I've been going through an optimization problem, and found that the optimal solution has a certain value but now I'd like to prove its optimality. To solve it, I need to show the following inequality. Now I have $N$ points $x_1,\dots,x_N \in S^{k-1} $, where $N$ is even and $S^{k-1} = \{ x\in \mathbb{R}^k : ||x ||=1 \}$. I'd like to prove that:
\begin{align*} \sum_{i=1}^N\sum_{j=i+1}^N x_i^Tx_j \geq -\frac{N}{2}. \end{align*} Of course we have \begin{align*} x_i^Tx_j \geq -1, \end{align*}
however for more points on the sphere I just can't figure out how to go about it.
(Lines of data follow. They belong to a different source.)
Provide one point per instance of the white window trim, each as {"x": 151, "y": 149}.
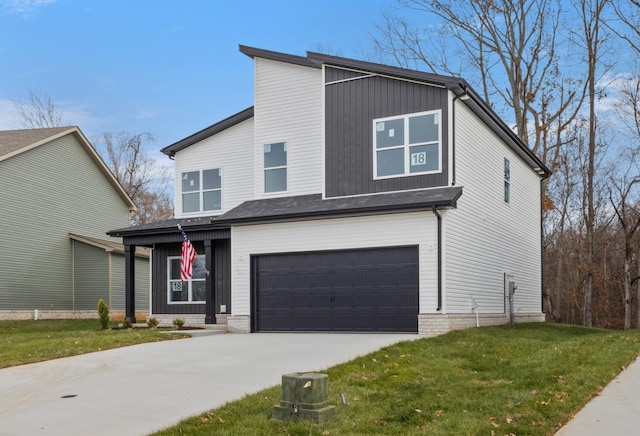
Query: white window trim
{"x": 265, "y": 169}
{"x": 188, "y": 282}
{"x": 201, "y": 192}
{"x": 406, "y": 146}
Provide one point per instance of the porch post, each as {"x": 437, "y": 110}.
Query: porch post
{"x": 210, "y": 286}
{"x": 130, "y": 282}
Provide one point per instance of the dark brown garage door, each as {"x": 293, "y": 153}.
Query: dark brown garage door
{"x": 368, "y": 290}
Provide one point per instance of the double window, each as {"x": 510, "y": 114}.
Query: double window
{"x": 190, "y": 291}
{"x": 202, "y": 191}
{"x": 407, "y": 145}
{"x": 275, "y": 167}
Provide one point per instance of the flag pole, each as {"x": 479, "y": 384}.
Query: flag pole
{"x": 196, "y": 258}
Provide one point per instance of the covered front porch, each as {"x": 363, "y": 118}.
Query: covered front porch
{"x": 207, "y": 295}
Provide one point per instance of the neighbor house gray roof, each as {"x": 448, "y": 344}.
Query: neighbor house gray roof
{"x": 15, "y": 142}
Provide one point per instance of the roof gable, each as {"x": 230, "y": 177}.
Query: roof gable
{"x": 15, "y": 142}
{"x": 228, "y": 122}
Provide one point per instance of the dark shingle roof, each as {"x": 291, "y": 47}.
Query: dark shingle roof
{"x": 208, "y": 131}
{"x": 314, "y": 206}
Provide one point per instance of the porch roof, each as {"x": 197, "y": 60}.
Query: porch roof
{"x": 313, "y": 206}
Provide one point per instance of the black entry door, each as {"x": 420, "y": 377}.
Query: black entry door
{"x": 368, "y": 290}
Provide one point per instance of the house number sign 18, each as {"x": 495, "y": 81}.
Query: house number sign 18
{"x": 418, "y": 158}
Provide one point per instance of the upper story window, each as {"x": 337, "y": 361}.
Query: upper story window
{"x": 507, "y": 181}
{"x": 407, "y": 145}
{"x": 190, "y": 291}
{"x": 275, "y": 167}
{"x": 202, "y": 191}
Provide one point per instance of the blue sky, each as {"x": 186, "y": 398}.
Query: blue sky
{"x": 166, "y": 67}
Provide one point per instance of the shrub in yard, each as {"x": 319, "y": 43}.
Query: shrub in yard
{"x": 178, "y": 323}
{"x": 103, "y": 313}
{"x": 152, "y": 323}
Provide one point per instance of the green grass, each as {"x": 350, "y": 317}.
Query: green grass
{"x": 34, "y": 341}
{"x": 527, "y": 379}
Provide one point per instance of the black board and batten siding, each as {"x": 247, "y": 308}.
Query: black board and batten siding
{"x": 221, "y": 276}
{"x": 351, "y": 106}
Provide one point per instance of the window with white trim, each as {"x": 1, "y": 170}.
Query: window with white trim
{"x": 507, "y": 181}
{"x": 202, "y": 191}
{"x": 275, "y": 167}
{"x": 190, "y": 291}
{"x": 407, "y": 145}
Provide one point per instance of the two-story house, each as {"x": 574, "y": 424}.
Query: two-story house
{"x": 351, "y": 196}
{"x": 57, "y": 199}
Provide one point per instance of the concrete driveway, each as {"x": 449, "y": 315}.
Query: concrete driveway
{"x": 139, "y": 389}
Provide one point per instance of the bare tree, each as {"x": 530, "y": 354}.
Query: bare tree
{"x": 628, "y": 12}
{"x": 512, "y": 44}
{"x": 135, "y": 170}
{"x": 38, "y": 111}
{"x": 590, "y": 13}
{"x": 146, "y": 183}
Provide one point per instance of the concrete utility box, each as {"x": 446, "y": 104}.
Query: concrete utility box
{"x": 305, "y": 396}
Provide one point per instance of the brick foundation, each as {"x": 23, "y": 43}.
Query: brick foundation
{"x": 434, "y": 325}
{"x": 239, "y": 324}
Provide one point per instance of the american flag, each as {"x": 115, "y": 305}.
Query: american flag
{"x": 186, "y": 261}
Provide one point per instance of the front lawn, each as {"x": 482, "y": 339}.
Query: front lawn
{"x": 34, "y": 341}
{"x": 526, "y": 379}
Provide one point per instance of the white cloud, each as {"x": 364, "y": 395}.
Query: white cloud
{"x": 8, "y": 120}
{"x": 25, "y": 8}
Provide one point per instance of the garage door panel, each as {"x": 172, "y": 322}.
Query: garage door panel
{"x": 354, "y": 290}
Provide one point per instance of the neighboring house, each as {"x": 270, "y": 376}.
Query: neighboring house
{"x": 351, "y": 196}
{"x": 58, "y": 198}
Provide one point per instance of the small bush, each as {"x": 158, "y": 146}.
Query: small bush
{"x": 152, "y": 323}
{"x": 103, "y": 313}
{"x": 178, "y": 323}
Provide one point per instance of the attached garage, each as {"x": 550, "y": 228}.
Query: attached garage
{"x": 366, "y": 290}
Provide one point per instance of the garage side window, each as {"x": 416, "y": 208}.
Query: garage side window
{"x": 202, "y": 191}
{"x": 407, "y": 145}
{"x": 275, "y": 167}
{"x": 190, "y": 291}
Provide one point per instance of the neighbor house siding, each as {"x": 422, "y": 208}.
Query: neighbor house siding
{"x": 230, "y": 150}
{"x": 91, "y": 276}
{"x": 288, "y": 108}
{"x": 351, "y": 106}
{"x": 418, "y": 228}
{"x": 48, "y": 192}
{"x": 486, "y": 237}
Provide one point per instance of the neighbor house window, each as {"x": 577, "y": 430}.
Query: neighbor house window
{"x": 407, "y": 145}
{"x": 202, "y": 191}
{"x": 190, "y": 291}
{"x": 275, "y": 167}
{"x": 507, "y": 181}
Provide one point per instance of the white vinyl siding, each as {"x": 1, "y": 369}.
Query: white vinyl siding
{"x": 232, "y": 152}
{"x": 486, "y": 237}
{"x": 418, "y": 228}
{"x": 288, "y": 108}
Any help is much appreciated.
Let $x_i$ be $N$ unit vectors in $\Bbb R^k$. And let $x_i x_j$ denote the usual dot product. Then
$$\begin{align} 0\leqslant \left(\sum_{i=1}^N x_i\right)^2 &= \sum_{i=1}^N \sum_{j=1}^N x_i x_j \tag1 \\ &= \sum_{i=1}^N x_i^2 + \sum_{\textstyle {1\leqslant i,j \leqslant N \atop j\neq i}} \!\!\! x_i x_j \tag2\\ &= N + 2 \!\!\!\sum_{1\leqslant i < j \leqslant N} \!\!\! x_i x_j \tag 3\\ \end{align}$$
In $(1)$ is used that the dot product is positive semi-definite. The square is just multiplied out. $(2)$ splits the sum into two, one sum over $i=j$ and one sum over $i\neq j$. In $(3)$ use that $x_i^2=1$ and that the dot product is symmetric, thus can sum over indices $i < j$ provided that sum is multiplied by 2. Finally, subtract $N$ and divide by 2:
$$ \sum_{1\leqslant i < j \leqslant N} \!\!\! x_i x_j \geqslant -\frac N2 $$
which is your inequality written in a bit different notation.
Notice that nowhere is needed that $N$ is even, so the inequality holds for any $N\in\Bbb N$.
And notice that this also gives an upper bound of $(N^2-N)/2$ for the sum. This upper bound cannot be improved because it is attained if all vectors coincide, say $x_i=x_1$ so that $x_ix_j = 1$ for all $i$, $j$.